Text classification is the process of classifying documents into a predefined set of categories based on their content. A variety of classifiers are used to classify Arabic text documents. The main objective of this research is to improve Arabic text documents classification by combining different classification algorithms. To achieve this objective we build four models using different combination methods.
The first combined model was built using fixed combination rules, we used five fixed rules to combine different classifiers; and for each rule we used different number of classifiers; the best classification accuracy was achieved using majority voting rule and it was 95.3% using seven classifiers, the time required to build this model was 835.94 seconds.
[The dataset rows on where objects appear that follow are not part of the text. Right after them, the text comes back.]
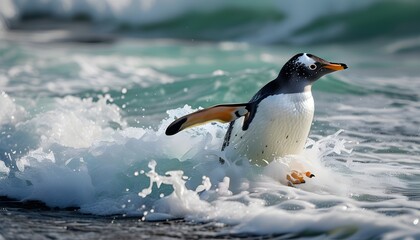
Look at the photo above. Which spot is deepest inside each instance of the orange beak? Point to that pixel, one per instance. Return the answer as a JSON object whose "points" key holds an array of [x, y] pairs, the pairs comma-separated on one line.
{"points": [[335, 66]]}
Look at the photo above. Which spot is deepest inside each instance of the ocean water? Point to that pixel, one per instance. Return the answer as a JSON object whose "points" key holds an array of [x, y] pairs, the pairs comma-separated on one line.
{"points": [[86, 93]]}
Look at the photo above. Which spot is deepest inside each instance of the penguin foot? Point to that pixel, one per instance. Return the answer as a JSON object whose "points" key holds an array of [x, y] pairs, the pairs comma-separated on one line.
{"points": [[296, 177]]}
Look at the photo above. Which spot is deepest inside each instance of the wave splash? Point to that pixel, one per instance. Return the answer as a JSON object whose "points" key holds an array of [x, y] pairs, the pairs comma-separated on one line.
{"points": [[117, 169], [297, 22]]}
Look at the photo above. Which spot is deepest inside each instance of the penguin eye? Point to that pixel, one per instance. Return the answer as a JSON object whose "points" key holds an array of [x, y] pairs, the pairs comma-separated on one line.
{"points": [[312, 66]]}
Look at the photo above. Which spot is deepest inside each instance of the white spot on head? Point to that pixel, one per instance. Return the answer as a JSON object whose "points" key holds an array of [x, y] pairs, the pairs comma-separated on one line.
{"points": [[305, 60]]}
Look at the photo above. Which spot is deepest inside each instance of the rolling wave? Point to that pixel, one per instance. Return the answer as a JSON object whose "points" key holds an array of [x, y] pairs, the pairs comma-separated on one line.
{"points": [[299, 22]]}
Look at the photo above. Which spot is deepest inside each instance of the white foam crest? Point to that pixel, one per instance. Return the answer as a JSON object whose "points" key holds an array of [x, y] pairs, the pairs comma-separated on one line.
{"points": [[142, 172], [74, 122]]}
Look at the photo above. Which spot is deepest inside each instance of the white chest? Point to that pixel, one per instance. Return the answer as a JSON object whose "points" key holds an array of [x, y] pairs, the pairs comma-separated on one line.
{"points": [[280, 127]]}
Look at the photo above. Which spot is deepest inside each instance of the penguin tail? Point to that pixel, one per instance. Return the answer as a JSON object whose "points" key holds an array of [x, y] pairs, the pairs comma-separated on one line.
{"points": [[221, 113]]}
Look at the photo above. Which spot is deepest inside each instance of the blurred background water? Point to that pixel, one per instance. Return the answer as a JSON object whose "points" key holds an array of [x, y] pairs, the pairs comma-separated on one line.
{"points": [[87, 88]]}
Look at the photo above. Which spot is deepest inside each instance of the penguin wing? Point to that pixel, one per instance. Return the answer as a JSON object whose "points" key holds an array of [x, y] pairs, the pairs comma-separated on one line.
{"points": [[222, 113]]}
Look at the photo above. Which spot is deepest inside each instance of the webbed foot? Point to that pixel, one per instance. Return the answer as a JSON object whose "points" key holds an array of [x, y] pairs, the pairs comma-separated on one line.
{"points": [[296, 177]]}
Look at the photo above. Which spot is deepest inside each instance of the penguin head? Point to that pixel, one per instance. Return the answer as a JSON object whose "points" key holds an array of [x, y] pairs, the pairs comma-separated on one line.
{"points": [[307, 68]]}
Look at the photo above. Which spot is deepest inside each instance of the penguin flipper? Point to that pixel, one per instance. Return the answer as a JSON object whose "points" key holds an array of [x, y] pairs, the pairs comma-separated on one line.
{"points": [[222, 113]]}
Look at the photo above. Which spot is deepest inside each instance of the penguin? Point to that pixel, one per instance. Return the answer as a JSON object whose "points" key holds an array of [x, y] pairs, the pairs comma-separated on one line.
{"points": [[276, 121]]}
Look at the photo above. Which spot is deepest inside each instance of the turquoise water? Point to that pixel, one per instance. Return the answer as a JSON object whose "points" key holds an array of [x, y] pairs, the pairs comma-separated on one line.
{"points": [[82, 125]]}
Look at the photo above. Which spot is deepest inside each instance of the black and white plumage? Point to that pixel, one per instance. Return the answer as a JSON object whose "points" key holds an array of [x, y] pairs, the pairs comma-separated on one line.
{"points": [[277, 119]]}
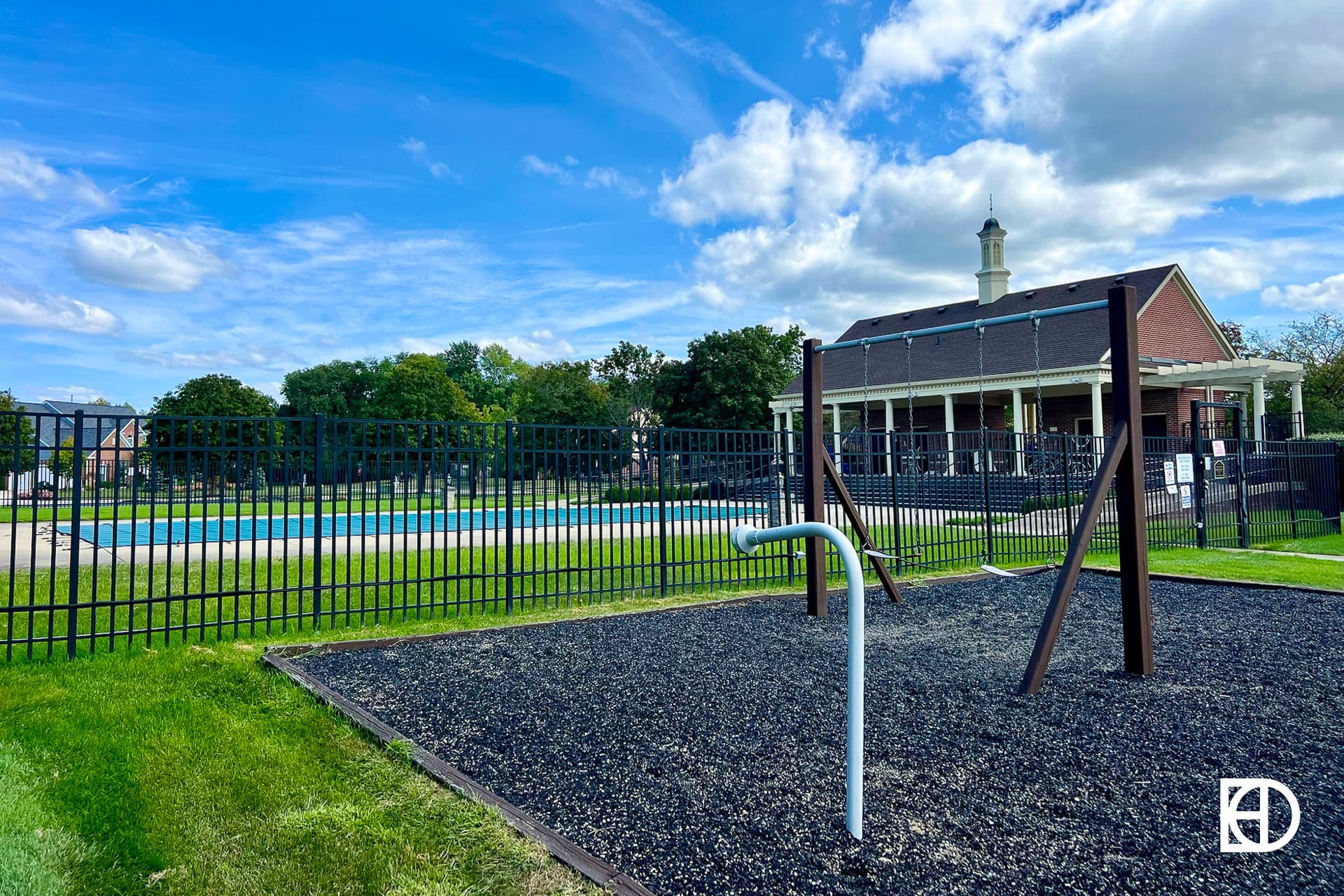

The second combination approach we used was stacking, which consists of two stages of classification; the first stage was done by the base classifiers, where the second one was done by a Meta classifier. In our experiments we used two different Meta classifiers Naïve Bayes and Linear Regression; and we used different number of base classifiers. Stacking achieved a very high classification accuracy of 99.2% when using Naïve Bayes as a Meta classifier and 99.4% when using Linear Regression as a Meta classifier. Stacking needed a long time to build the models because it consists of two stages of learning and it was 1962.73 seconds using naïve Bayes and 3718.07 seconds using Linear Regression.
The third experiment was done using AdaBoost; we boosted C4.5 classifier with different number of iterations. Boosting improves the classification accuracy of C4.5 classifier; it was 95.3% using 5 iterations and needed 1174.58 seconds to build the model, where the accuracy was 99.5% using 10 iterations and needed 1965.72 seconds to build the model.
The fourth approach was done using Bagging, which was designed to improve the stability and accuracy of machine learning algorithms, we used decision tree with bagging, the results were 93.7% achieved through 295.85 seconds when using 5 iterations and 99.4% when using 10 iteration which needed 470.99 seconds. We used three datasets to test the combined models, BBC Arabic, CNN Arabic and OSAC datasets. The experiments were done using WEKA and RapidMiner data mining tools.